Certes le décor de Fanti est celui d’un bon peintre, et ces grandes maquettes de villes italiennes sont très belles mais quelle curieuse idée d’avoir imaginé ces grandes marches qui ne servent pas le jeu des acteurs  et dont l’un a failli tomber… Et on oubliera le n’importe quoi et la laideur des costumes.  Quant à la mise en scène de Sobel, elle nous a paru sèche et bien conventionnelle et on l’a connu plus inspiré comme  directeur d’acteurs…
  Le spectacle dure plus de deux heures ! Et c’est long, long! Il est vrai que, sur la fin, il  prend tout d’un coup de belles couleurs dramatiques  quand Hannibal s’empoisonne. Mais il il faut les mériter ces quelques minutes!
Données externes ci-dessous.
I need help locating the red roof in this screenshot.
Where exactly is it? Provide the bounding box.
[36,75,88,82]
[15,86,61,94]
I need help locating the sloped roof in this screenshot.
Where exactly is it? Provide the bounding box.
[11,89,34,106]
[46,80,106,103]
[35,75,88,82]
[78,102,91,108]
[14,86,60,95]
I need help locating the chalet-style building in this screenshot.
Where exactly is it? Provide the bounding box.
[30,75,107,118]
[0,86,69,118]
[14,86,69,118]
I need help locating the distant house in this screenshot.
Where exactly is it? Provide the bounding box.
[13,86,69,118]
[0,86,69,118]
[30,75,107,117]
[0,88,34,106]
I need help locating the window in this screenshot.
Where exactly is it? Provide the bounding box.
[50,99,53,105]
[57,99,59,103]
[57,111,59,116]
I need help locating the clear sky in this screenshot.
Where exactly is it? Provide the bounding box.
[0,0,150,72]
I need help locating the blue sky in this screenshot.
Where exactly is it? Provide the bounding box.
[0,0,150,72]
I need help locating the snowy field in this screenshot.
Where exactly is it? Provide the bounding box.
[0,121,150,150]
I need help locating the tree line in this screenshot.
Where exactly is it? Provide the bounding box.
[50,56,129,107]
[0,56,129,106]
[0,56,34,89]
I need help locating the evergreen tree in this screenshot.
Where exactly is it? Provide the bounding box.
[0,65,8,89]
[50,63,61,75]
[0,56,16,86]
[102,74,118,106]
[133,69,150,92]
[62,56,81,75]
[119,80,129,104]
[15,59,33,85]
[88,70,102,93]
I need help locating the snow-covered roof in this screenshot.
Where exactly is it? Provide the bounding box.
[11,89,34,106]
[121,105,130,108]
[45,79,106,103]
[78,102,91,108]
Cet Hannibal semble avoir divisé la critique: une mienne consœur et un mien confrère m’ont avoué s’être profondément ennuyés mais une autre mienne consœur trouvait que, même si la distribution était loin du compte,  le spectacle dans son ensemble était intéressant. Mais…  aucune des trois n’avait la moindre intention d’y retourner!
Donc, à vous de juger mais, en tout cas,  nous ne vous y pousserons pas  à y aller.

Philippe du Vignal

Théâtre de Gennevilliers. Tél : 01 41 32 26 10,  jusqu’au 4 octobre,  les mardi et  jeudi à 19h30, les mercredi, vendredi et  samedi à 20h30, et le  dimanche  à 15h.